Matthies meint : Merkel verdattert Chavez

Oh, es ist entgegen dem ersten Anschein durchaus möglich, Adolf Hitler und Angela Merkel zu vergleichen. Der eine ein größenwahnsinniger, mörderischer Diktator, die andere eine sehr erfolgreiche, international geschätzte demokratische Politikerin. Er tot, sie lebendig. Er Mann, sie Frau. Er meist hysterisch stammelnd, sie freundlich parlierend. Sie ahnen schon, worauf das hinausläuft: Wir können Hitler und Merkel genauso vergleichen, wie wir Äpfel und Birnen hinsichtlich Form, Aroma, Farbe und Konsistenz vergleichen können. Nur: Was bringt das genau?

Die Frage stellt sich neu, da Hugo Chavez, der venezolanische Staatschef, soeben etwas in dieser Richtung formuliert hat. Die Kanzlerin, sagt er, gehöre „derselben Rechten an, die Hitler, die den Faschismus unterstützt hat“. Bitte, das ist rein politologisch gesehen etwas unpräzise, weil Angela Merkel ja weder dem Zentrum noch der NSDAP angehört und auch keinerlei Verbindungen zu, sagen wir, Hugenberg, unterhält.

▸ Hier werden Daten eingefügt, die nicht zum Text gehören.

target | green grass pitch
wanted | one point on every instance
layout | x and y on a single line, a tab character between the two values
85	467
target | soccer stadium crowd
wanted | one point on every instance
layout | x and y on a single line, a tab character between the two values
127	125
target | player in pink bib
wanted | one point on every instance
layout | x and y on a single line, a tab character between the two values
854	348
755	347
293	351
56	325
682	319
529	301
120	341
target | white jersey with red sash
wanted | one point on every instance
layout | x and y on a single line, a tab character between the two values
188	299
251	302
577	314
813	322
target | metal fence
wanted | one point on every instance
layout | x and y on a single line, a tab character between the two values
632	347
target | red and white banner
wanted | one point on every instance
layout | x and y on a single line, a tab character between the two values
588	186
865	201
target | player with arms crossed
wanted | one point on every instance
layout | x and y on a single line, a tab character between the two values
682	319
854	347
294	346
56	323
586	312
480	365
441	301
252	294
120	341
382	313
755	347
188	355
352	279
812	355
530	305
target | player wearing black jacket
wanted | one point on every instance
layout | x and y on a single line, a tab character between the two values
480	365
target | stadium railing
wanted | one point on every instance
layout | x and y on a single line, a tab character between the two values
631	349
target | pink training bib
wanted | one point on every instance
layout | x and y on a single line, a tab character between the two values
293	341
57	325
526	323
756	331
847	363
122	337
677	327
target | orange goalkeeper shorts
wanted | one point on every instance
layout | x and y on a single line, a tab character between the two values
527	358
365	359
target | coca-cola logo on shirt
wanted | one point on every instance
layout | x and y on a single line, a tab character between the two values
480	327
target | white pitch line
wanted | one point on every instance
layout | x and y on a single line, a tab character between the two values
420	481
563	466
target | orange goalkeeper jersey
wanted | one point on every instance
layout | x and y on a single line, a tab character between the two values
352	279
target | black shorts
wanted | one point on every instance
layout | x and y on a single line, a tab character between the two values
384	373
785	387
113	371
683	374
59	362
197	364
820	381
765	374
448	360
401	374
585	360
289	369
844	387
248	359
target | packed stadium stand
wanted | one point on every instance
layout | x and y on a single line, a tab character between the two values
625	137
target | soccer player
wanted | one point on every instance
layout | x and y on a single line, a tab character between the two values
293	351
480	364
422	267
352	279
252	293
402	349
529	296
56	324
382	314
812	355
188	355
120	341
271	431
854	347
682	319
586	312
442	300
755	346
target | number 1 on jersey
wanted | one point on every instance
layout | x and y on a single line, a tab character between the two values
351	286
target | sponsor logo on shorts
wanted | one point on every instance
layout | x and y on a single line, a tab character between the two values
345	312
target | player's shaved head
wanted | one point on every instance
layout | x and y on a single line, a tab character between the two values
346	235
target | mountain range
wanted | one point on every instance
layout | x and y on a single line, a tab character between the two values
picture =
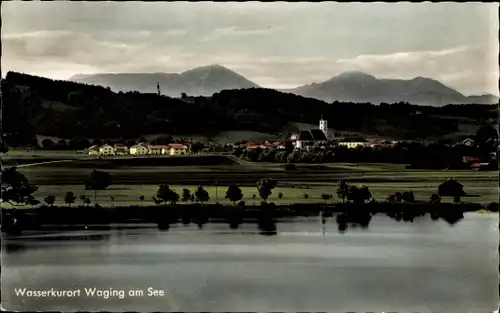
351	86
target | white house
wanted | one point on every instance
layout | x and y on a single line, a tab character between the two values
94	150
107	150
155	149
306	139
177	149
353	142
121	149
139	150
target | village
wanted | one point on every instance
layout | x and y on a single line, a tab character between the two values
314	140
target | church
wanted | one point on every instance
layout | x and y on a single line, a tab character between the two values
307	139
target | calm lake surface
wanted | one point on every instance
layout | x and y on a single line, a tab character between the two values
392	266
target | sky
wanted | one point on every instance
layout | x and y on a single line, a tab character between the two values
276	45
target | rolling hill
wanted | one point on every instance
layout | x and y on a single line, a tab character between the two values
35	105
200	81
351	86
362	87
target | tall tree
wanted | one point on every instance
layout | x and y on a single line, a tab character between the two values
201	195
234	194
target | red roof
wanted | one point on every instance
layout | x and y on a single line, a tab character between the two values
253	146
471	158
479	164
177	146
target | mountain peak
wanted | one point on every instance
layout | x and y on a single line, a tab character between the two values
356	75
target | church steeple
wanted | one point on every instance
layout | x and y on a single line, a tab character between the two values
323	125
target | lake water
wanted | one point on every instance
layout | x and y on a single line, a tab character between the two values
392	266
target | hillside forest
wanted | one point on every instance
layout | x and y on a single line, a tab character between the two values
40	106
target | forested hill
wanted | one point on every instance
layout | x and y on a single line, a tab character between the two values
36	105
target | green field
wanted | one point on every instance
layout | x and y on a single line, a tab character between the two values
133	178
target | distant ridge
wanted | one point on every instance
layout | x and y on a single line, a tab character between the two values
352	86
200	81
361	87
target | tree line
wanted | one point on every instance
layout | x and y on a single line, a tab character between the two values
68	110
17	190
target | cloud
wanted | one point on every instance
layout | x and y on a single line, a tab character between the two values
468	69
273	44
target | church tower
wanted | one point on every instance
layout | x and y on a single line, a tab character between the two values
323	126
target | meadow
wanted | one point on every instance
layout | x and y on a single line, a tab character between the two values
134	177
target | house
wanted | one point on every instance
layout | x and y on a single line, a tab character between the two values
471	159
121	149
155	149
107	150
469	142
139	149
353	142
177	149
307	139
94	150
378	143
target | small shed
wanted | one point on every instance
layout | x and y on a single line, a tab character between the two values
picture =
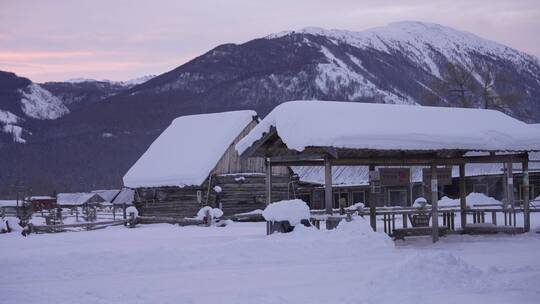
327	134
193	163
42	202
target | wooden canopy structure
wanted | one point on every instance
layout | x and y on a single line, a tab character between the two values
270	144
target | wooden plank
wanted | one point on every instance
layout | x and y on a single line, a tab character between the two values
268	182
397	161
328	197
510	184
462	195
434	204
525	190
372	204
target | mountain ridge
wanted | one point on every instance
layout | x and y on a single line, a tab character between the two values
94	145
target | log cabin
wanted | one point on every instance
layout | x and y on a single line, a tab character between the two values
193	164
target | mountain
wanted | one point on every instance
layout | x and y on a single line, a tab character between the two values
23	104
407	63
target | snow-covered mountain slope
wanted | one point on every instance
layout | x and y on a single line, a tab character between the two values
407	63
404	63
422	42
126	83
39	103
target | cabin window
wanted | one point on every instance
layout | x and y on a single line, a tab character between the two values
531	193
306	197
397	197
480	188
341	197
359	197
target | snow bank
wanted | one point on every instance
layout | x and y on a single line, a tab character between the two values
473	199
292	211
356	207
194	144
298	125
215	212
132	209
420	202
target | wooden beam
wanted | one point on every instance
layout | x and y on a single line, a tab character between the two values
434	204
462	195
510	185
299	157
268	182
525	190
372	204
316	160
328	186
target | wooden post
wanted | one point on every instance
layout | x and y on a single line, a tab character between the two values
268	182
328	186
510	184
372	204
462	196
525	191
434	204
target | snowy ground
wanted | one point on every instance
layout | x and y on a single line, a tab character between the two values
238	264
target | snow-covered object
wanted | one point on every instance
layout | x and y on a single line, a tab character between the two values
474	199
298	123
13	223
356	207
420	202
78	198
293	211
253	212
125	196
188	150
41	104
107	195
132	209
214	212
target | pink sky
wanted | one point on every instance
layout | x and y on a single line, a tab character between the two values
121	39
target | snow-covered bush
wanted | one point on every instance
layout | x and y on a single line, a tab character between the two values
214	212
293	211
356	206
473	199
420	202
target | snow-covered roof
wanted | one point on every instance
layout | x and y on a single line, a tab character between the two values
40	197
10	203
76	198
107	195
125	196
188	150
354	125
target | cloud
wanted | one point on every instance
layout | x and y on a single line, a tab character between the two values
40	55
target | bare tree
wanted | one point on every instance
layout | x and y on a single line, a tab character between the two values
458	83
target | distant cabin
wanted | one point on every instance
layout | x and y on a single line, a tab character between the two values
193	163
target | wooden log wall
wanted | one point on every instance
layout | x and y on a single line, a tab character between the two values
168	201
244	193
239	193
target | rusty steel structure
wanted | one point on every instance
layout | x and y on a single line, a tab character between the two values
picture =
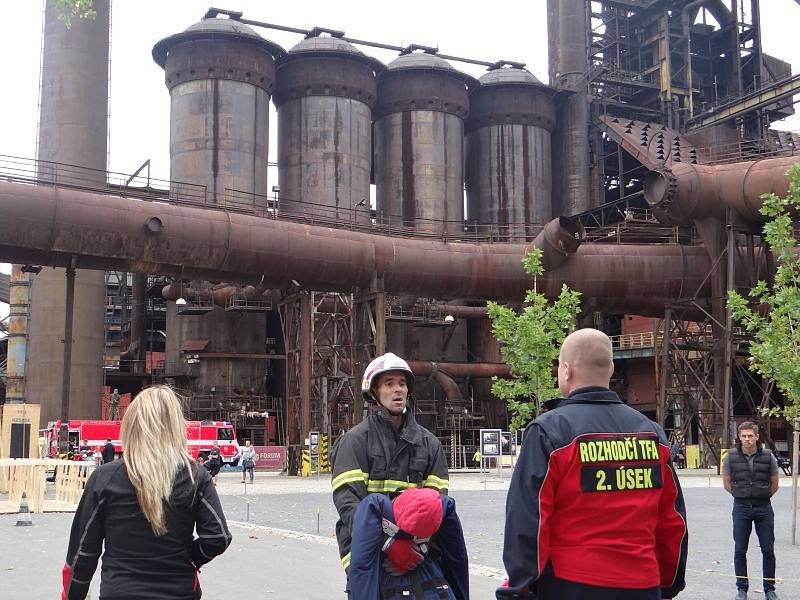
275	302
508	168
220	75
690	192
419	142
325	93
73	129
99	231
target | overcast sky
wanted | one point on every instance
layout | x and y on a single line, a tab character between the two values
139	107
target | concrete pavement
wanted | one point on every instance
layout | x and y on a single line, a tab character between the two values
280	553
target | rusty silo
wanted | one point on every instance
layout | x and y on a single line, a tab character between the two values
220	74
508	158
419	143
73	129
325	92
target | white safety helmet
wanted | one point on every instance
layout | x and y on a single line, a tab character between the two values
384	364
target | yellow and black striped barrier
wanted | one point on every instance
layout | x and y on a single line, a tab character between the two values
324	456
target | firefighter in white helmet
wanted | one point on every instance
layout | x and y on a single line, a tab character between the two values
386	453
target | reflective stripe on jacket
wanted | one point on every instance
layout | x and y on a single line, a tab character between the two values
374	457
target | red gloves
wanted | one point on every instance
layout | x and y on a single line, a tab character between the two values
401	555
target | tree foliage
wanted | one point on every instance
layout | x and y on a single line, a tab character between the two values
775	351
71	9
530	342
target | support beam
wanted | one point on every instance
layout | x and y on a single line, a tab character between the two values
66	372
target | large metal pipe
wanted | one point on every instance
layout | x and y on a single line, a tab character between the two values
473	370
73	129
568	23
46	225
687	192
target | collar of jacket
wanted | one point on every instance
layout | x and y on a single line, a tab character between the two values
409	430
759	447
585	396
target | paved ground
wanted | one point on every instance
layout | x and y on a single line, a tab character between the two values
280	550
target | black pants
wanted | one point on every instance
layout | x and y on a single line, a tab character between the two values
553	588
744	516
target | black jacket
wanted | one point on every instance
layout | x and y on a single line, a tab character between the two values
594	496
754	487
136	563
375	457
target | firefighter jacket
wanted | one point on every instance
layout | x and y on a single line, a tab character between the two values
595	495
375	457
445	577
137	563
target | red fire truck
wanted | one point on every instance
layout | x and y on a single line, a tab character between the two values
86	436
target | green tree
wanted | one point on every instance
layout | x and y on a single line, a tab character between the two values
775	351
530	342
70	9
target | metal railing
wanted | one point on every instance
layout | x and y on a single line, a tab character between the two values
629	341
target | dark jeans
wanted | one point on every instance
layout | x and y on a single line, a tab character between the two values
744	516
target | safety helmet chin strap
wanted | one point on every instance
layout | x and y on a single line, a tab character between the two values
405	409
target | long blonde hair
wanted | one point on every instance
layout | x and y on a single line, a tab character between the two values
155	449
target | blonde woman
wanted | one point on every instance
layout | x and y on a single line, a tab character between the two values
145	508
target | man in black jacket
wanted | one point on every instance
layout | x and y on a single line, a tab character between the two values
594	509
750	474
386	453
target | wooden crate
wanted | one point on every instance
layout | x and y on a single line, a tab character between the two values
28	475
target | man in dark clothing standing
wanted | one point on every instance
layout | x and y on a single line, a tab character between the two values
594	509
387	453
750	474
108	451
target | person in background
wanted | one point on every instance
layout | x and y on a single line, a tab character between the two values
97	456
140	513
113	405
214	461
247	457
594	509
108	451
750	475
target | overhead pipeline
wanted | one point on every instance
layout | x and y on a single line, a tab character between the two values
49	226
687	192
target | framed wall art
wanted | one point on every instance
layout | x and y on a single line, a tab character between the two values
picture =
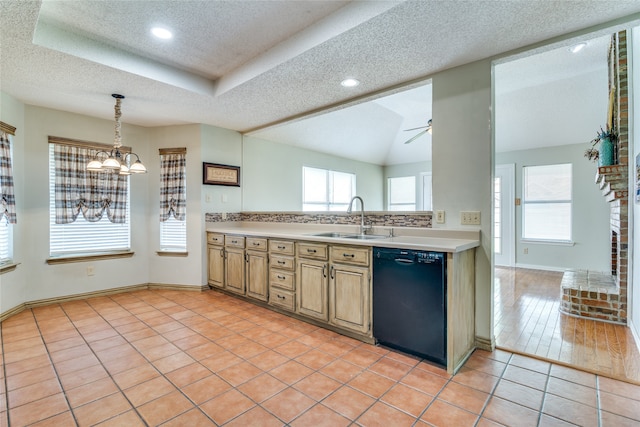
215	174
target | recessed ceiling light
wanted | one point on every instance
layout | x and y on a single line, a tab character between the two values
350	82
161	33
577	48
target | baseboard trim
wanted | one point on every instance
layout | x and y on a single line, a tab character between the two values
86	295
485	343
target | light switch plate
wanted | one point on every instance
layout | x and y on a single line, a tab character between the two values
470	217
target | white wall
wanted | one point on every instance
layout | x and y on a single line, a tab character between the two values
273	176
462	166
222	146
407	169
590	216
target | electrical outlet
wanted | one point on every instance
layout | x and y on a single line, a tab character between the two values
470	217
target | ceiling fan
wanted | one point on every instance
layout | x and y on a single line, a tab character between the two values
427	129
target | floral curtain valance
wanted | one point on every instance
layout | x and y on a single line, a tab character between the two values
173	187
92	193
7	195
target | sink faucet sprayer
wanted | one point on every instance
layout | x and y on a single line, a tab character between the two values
363	227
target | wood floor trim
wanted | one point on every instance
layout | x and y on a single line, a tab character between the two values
568	365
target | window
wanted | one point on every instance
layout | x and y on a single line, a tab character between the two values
82	236
173	200
402	193
326	190
7	198
546	205
6	242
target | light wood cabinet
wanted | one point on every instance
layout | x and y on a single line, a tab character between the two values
216	266
234	270
257	275
312	288
282	285
350	288
215	250
350	297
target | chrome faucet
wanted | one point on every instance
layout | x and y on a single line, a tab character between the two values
363	227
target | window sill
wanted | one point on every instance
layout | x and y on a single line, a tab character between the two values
172	253
549	242
5	268
65	259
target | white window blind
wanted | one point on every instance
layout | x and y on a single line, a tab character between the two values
327	190
82	237
6	241
547	202
173	235
6	232
402	193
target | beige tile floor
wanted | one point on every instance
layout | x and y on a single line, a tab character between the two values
178	358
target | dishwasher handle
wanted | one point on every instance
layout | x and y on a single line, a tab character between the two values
404	261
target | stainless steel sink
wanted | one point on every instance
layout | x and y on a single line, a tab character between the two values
330	234
365	236
350	236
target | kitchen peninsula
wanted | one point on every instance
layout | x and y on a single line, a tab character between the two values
324	274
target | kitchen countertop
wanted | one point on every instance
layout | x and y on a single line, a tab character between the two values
426	239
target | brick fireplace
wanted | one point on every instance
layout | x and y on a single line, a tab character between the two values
603	295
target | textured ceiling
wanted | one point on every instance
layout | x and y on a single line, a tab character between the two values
245	65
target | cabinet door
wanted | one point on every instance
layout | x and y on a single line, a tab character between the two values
311	290
257	271
216	266
234	270
349	299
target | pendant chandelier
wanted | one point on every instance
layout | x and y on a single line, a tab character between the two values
116	161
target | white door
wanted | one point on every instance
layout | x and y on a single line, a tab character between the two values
426	191
504	216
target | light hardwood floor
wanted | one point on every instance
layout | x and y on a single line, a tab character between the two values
528	321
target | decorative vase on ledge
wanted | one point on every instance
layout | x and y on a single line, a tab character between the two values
605	152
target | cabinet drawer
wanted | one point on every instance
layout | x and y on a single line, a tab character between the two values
282	298
349	255
234	241
286	263
215	239
257	244
312	250
281	247
281	278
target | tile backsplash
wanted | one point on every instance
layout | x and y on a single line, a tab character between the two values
376	219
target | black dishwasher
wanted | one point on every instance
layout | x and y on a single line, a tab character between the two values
409	302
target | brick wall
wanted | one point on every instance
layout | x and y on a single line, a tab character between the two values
595	295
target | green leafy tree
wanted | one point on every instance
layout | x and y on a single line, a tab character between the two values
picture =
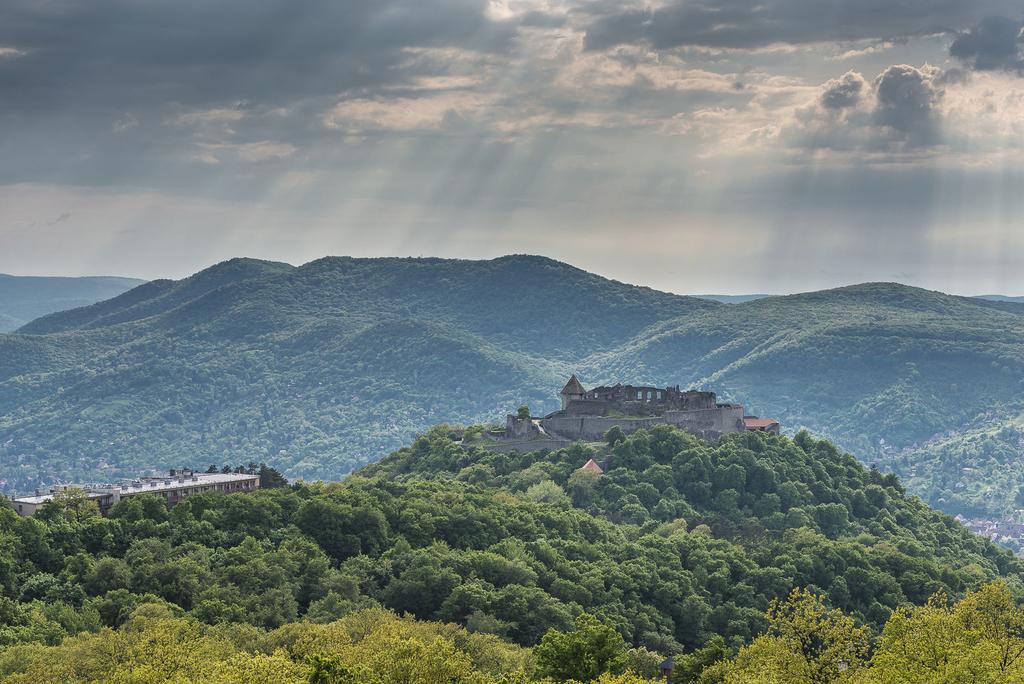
583	653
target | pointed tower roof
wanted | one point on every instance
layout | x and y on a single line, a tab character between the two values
573	386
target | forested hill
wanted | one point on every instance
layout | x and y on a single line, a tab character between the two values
680	548
323	368
24	298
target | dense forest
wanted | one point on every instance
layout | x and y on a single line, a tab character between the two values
505	566
322	369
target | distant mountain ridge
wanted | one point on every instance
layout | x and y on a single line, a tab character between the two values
322	368
24	298
732	299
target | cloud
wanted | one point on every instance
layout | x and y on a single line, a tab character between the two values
896	114
745	25
844	92
996	43
907	99
130	55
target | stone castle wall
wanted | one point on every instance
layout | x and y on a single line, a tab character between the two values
710	423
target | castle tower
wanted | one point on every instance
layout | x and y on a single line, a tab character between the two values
572	391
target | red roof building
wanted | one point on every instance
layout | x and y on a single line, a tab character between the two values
755	424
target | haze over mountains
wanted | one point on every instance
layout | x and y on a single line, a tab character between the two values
326	367
24	298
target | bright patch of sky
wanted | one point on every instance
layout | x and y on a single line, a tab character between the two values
692	145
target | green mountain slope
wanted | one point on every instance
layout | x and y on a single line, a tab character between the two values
323	368
320	369
24	298
678	543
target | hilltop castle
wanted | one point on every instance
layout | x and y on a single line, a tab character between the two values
587	415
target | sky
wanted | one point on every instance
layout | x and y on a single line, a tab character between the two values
691	145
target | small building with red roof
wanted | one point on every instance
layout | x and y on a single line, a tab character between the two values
755	424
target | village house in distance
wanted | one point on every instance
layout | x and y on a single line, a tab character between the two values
588	415
179	484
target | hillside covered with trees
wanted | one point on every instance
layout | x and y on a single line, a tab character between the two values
322	369
510	564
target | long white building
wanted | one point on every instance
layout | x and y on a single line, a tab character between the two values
178	485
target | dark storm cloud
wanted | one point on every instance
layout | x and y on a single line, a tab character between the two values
996	43
127	54
844	92
907	99
745	25
898	112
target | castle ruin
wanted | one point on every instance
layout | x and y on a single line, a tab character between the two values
588	415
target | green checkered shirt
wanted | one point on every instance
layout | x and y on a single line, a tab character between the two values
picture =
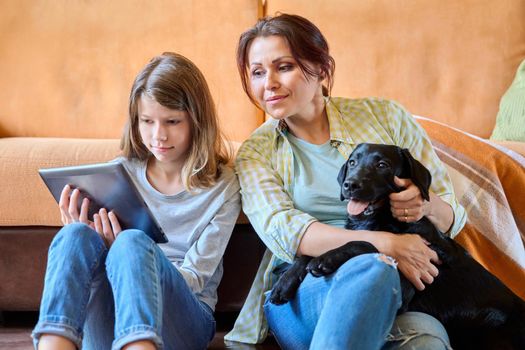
264	165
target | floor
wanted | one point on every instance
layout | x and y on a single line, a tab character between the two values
15	333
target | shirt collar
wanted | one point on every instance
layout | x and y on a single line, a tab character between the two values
339	132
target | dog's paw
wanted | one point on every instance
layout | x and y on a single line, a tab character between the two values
322	266
281	294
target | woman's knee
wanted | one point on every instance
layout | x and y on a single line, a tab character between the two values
416	330
374	266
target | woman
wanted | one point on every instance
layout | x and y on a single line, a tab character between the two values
288	170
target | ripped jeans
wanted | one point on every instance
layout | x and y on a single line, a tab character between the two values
354	308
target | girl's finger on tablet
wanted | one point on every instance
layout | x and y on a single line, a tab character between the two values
84	211
106	226
114	223
98	227
73	202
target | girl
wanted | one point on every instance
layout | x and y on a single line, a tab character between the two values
106	288
288	170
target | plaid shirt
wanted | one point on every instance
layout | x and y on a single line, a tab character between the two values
264	165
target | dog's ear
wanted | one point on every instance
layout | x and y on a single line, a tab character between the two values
341	177
417	172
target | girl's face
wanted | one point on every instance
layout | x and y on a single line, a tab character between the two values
278	83
165	132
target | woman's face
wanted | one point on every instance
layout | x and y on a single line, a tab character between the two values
278	83
165	132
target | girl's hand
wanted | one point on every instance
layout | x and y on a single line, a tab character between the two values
106	224
414	259
408	205
68	205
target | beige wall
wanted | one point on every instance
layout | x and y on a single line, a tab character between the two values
66	66
450	60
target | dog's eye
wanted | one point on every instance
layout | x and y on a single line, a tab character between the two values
383	165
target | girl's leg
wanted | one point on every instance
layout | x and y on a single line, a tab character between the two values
416	330
354	308
152	300
76	257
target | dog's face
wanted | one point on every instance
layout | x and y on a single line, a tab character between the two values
367	177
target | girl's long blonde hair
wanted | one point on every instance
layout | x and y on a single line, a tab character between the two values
176	83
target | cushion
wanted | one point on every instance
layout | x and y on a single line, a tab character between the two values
488	181
510	122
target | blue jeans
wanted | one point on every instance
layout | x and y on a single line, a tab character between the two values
102	299
354	308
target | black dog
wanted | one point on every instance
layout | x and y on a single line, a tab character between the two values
476	308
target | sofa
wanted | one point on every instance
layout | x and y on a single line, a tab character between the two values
67	66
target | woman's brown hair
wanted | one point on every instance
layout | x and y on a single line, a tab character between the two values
307	44
176	83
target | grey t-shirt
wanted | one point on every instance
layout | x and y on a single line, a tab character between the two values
198	225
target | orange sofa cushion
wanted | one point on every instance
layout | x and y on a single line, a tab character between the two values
67	67
446	59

Aber der Satz erfüllt den angepeilten Zweck, möglichst beleidigend zu wirken, unterstrichen noch durch den eleganten Schlusssatz „Frau Bundeskanzlerin, Sie können …“

Stellen wir uns das ungefähr so vor: Chavez sitzt verdattert in seinem Büro, das volksverbundene Herz klopft vor Schreck und Schmerz. Gerade hat die Kanzlerin formuliert, er, Chavez, sei nicht die Stimme Lateinamerikas. „Bin ich doch!“, denkt er, „das hat selbst Kamerad Fidel gesagt!“ Aber für sein Publikum braucht er Griffigeres – das reicht schließlich von Oskar Lafontaine über globalisierungskritische Eskimos bis zu analphabetischen Koka-Bauern, und der einzige Bösewicht, den auf der Welt alle kennen, das ist halt dieser Hitler.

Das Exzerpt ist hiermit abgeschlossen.